Da ich immer noch im Türrahmen stehe, stoße ich mich ab und trete ein paar Schritte in den Raum.

„Das auf dem Stuhl ist Tian Zhang. Er ist 38 Jahre alt, 1.73m groß und lebt gemeinsam mit seiner Familie in Chicago. Er hat eine 7-jährige Tochter und einen 3-jährigen Sohn", beginne ich, „Entgegen eurer Erwartungen hat er keine direkte Verbindung zu Lin.
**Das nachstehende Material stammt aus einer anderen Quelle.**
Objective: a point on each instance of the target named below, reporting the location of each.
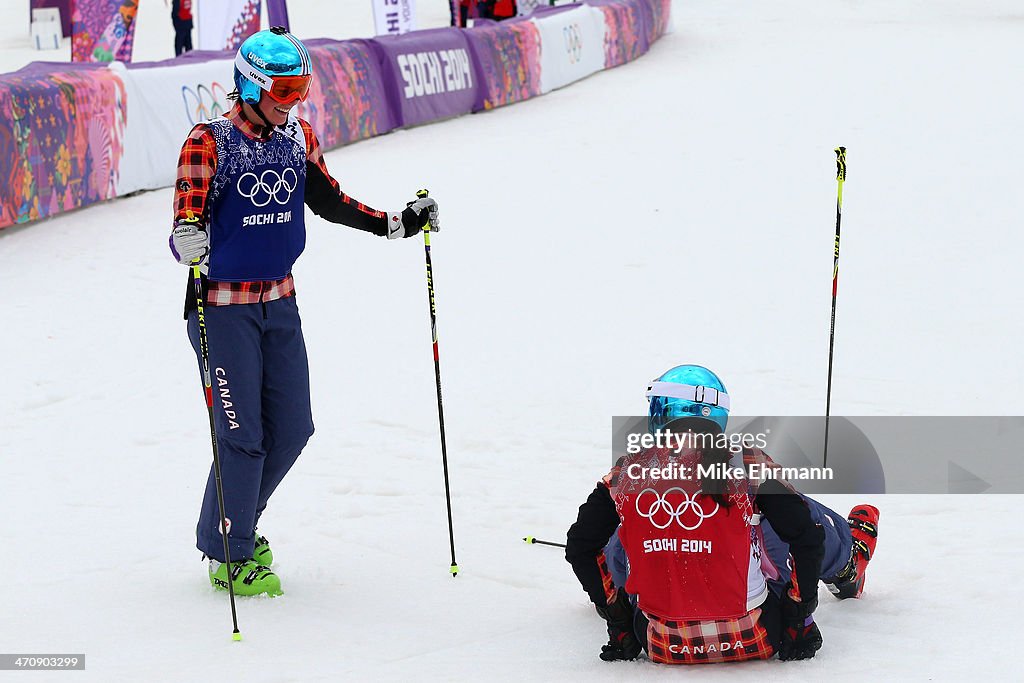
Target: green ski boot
(248, 578)
(262, 553)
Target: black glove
(801, 638)
(414, 218)
(623, 643)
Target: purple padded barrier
(347, 99)
(61, 138)
(507, 62)
(626, 30)
(429, 75)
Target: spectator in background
(502, 9)
(181, 18)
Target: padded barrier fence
(72, 135)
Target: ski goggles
(287, 89)
(283, 89)
(697, 394)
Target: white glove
(409, 222)
(188, 243)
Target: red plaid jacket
(197, 166)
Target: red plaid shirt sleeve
(197, 164)
(315, 156)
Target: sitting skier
(697, 568)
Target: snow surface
(676, 209)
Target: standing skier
(243, 179)
(695, 567)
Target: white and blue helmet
(687, 391)
(266, 56)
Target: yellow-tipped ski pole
(208, 390)
(841, 178)
(437, 376)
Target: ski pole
(437, 376)
(208, 386)
(841, 178)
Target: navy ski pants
(261, 411)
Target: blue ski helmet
(267, 54)
(687, 391)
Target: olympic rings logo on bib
(662, 511)
(268, 186)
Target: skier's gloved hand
(187, 242)
(413, 219)
(623, 643)
(801, 638)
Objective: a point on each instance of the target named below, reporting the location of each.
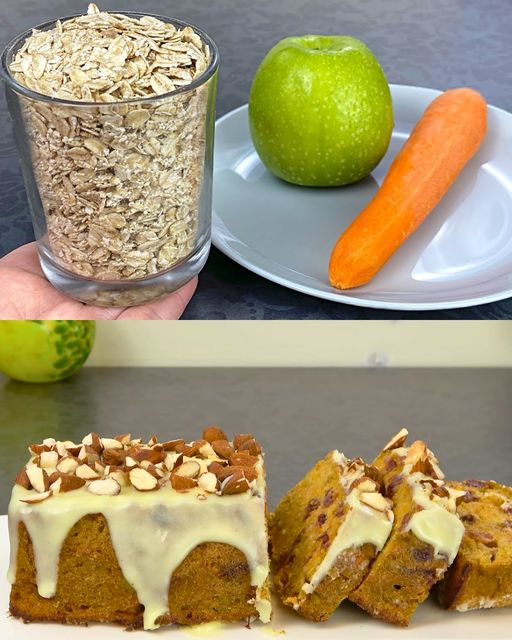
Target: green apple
(320, 110)
(44, 350)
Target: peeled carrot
(442, 142)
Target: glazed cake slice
(142, 534)
(481, 576)
(325, 533)
(425, 538)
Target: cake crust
(306, 528)
(409, 565)
(481, 576)
(91, 585)
(142, 534)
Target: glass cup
(119, 192)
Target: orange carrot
(445, 138)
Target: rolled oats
(119, 183)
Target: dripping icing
(132, 517)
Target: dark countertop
(297, 414)
(435, 44)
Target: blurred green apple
(44, 350)
(320, 110)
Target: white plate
(349, 622)
(461, 255)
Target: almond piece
(253, 447)
(210, 434)
(67, 464)
(142, 480)
(38, 479)
(215, 467)
(222, 448)
(61, 447)
(94, 441)
(111, 443)
(375, 501)
(73, 449)
(55, 485)
(129, 462)
(182, 483)
(99, 467)
(235, 483)
(84, 471)
(22, 478)
(88, 454)
(243, 459)
(121, 477)
(37, 449)
(188, 469)
(114, 456)
(37, 498)
(49, 459)
(67, 483)
(397, 440)
(207, 450)
(171, 445)
(104, 487)
(239, 439)
(171, 459)
(208, 482)
(150, 468)
(249, 472)
(153, 455)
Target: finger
(24, 257)
(170, 307)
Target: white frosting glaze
(361, 525)
(437, 523)
(484, 603)
(151, 532)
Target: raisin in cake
(325, 533)
(425, 538)
(142, 534)
(481, 576)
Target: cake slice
(425, 538)
(481, 576)
(142, 534)
(325, 533)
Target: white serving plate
(349, 622)
(461, 255)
Ja, er gehört seiner Organisation an -das ist richtig- aber er ist nur ein kleiner Wicht. Er ist Lin nichts wert und ist garantiert nicht in die wichtigen Geschäfte eingeweiht. Ihr könnt natürlich weiter auf ihn einprügeln, aber das wird nichts bringen. Er weiß nichts.", beende ich meinen Vortrag schulterzuckend.

„Warum war er dann am Hafen?", fragt Mike mich kritisch, verschränkt seine Arme vor seiner muskulösen Brust und zieht dabei eine seiner blonden Augenbrauen nach oben.

„Die Überwachungskameras zeigen, dass alles bloß ein doofer Zufall war. Er war dort um beim Zoll nachzufragen ob sein Packet aus China - und nein, keine Drogen oder so, sondern ein Spielzeug für seinen Sohn - schon angekommen ist. Jedenfalls fertigte ihn der Zoll schnell ab und als er gerade auf dem Weg zu seinem Auto war habt ihr ihn erwischt und hergebracht."